Spinal and thoracic cage growth follows strict rules. It is necessary to analyze all growth parameters to fully understand the deficits induced by progressive scoliosis over a growing organism. It must also be kept in mind that the thoracic cage is frequently part of the problem, as deeply linked to the spine. There is a reciprocal interaction between the spine, thoracic cage, and cardio-respiratory system. Progressive spinal deformities and early spinal arthrodesis can alter spinal and thoracic cage growth by altering both shape function. Correction and control of the spinal deformity are needed to restore—as soon as possible—a harmonious growth pattern. If action is delayed, or not taken, the abnormal growth and the later anatomical modifications of both spine and the thoracic cage will lead to a progressive, evolutive and irreversible clinical picture.

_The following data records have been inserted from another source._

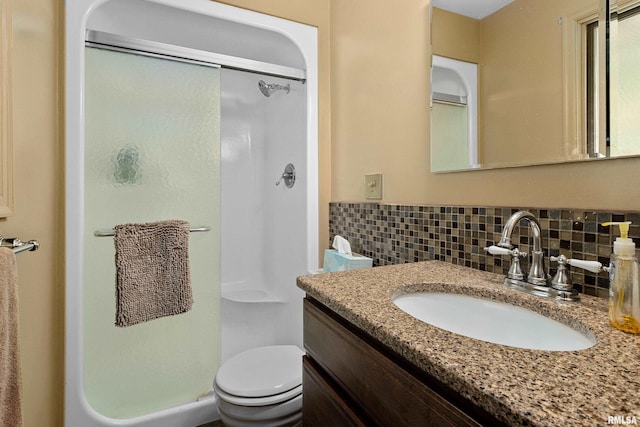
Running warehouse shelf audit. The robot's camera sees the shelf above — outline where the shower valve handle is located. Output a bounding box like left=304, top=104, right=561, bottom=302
left=276, top=163, right=296, bottom=188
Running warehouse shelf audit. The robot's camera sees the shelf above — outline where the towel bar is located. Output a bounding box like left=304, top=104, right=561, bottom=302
left=0, top=236, right=40, bottom=254
left=93, top=225, right=211, bottom=237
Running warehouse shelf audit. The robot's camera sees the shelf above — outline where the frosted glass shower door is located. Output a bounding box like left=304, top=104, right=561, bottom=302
left=83, top=47, right=220, bottom=418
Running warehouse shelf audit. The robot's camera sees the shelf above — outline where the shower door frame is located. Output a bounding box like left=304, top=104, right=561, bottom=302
left=65, top=0, right=319, bottom=427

The following key-points are important and should always be considered:
- The growing spine is a complex phenomenon as more than 130 growth plates contribute to it;
- Repeating clinical measurements allow to identify progressive deformities and to treat by anticipation;
- Sitting height is more precise than standing height;
- Bone age is more precise than chronological age;
- Ask yourself: (I) What is the sitting height? (II) What about remaining sitting height? (III) What is bone age? (IV) Is the patient on the ascending or descending side of puberty?

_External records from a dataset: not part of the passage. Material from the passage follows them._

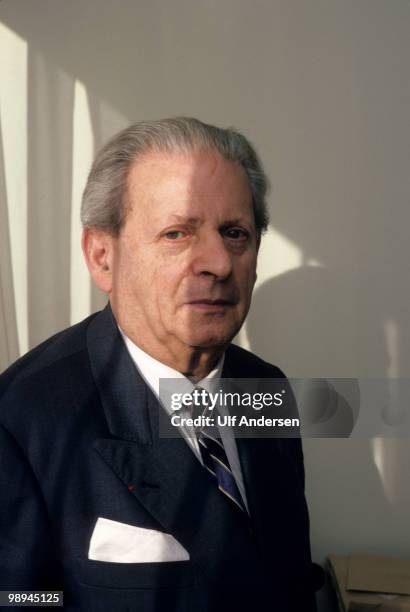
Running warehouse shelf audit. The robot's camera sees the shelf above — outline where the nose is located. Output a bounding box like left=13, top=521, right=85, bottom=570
left=192, top=231, right=232, bottom=280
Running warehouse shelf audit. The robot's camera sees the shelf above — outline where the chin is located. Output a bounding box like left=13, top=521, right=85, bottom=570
left=184, top=328, right=238, bottom=348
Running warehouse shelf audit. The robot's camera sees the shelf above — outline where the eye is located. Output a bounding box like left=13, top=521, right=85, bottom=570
left=164, top=230, right=186, bottom=240
left=224, top=227, right=249, bottom=241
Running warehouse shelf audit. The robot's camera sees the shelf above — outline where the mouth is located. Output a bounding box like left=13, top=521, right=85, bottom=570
left=188, top=299, right=234, bottom=312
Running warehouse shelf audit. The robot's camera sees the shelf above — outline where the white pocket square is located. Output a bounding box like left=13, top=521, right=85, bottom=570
left=88, top=517, right=189, bottom=563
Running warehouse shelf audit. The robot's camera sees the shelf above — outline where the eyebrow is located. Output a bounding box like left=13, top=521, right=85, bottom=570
left=168, top=213, right=250, bottom=227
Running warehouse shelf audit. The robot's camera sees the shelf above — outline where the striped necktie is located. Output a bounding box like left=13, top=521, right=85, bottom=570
left=196, top=387, right=246, bottom=513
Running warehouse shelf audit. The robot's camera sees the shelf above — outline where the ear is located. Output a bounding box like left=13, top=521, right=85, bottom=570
left=81, top=227, right=115, bottom=294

- Most spinal deformities arise within the T1–S1 segment (strategic segment);
- The T1–S1 segment makes up about 49% of the sitting height at skeletal maturity;
- The T1–T12 segment (thoracic spine) represents about 30% of the sitting height (at maturity);
- The L1–L5 segment (lumbar spine) represents about 19% of the sitting height (at skeletal maturity);
- Spine and thoracic care growth are deeply interrelated;
- About 50% of trunk growth occurs during the first 5 years of life;
- The thoracic cage distortion associated with progressive scoliosis is part of the problem; in this respect, the thoracic cage should be considered as the “fourth dimension of the spine”;
- As the spinal deformity progresses, by a “domino effect”, not only spinal growth is affected but the size and shape of the thoracic cage are modified as well;
- The crankshaft phenomenon is at the heart of pediatric spinal pathology;
- The timing of spinal arthrodesis should be decided after taking into account all growth parameters.
Conflicts of Interest: The authors have no conflicts of interest to declare.
Ethical Statement: The authors are accountable for all aspects of the work in ensuring that questions related to the accuracy or integrity of any part of the work are appropriately investigated and resolved.